Ersoy, Hatay Kültürel Mirasını Koruma Bilimsel Danışma Kurulunun ilk toplantısını yaptıklarını ifade ederek "Aldığımız kararlar doğrultusunda yetkin oldukları konularda destek verecek üniversiteleri de davet edeceğiz. Her üniversite yetkin olduğu konularda eğer gönüllü olarak çalışmak istiyorlarsa onlara da çalışma ortamlarını yaratmak istiyoruz." diye konuştu.
"İlk etapta hızlı şekilde Afet Bölgesi Kazı Başkanlığı oluşturuyoruz"

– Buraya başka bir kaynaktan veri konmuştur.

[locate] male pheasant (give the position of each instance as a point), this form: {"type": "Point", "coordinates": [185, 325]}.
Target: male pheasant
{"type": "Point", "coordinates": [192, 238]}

Kurtarılabilecek kültür varlıkları üzerine çalışma yapılacağını dile getiren Bakan Ersoy, şunları aktardı:
"Çok sayıda yapı hasar gördü, yıkıldı. Tescilli yapıların enkazı içinde kurtarılabilecek değerli kültür varlıklarımız var. İlk etapta hızlı şekilde Afet Bölgesi Kazı Başkanlığı oluşturuyoruz. Bu başkanlık ve ekipleri, bu işte uzman olanlardan oluşacak. Yıkılmış olan tescilli varlıkların enkazlarının içinden kurtarılabilecek değerleri, kültür varlıklarımızı çıkarıp koruma altına alacağız. İlk yapmamız gereken bu. Daha sonrasında bazı noktalarda enkazlar yolları kapatıyor, enkazlar yollar açılacak şekilde kontrollü olarak geriye çekilecek. Bu enkazlar içerisinde daha sonra rekonstrüksiyon ve restorasyonda kullanabileceğimiz yapı malzemeleri var. Bunların da kurtarılması ve sağlıklı ortamlara çekilmesi gibi bir işlemimiz var. Bu işlemi de bu ekiplerle gerçekleştireceğiz."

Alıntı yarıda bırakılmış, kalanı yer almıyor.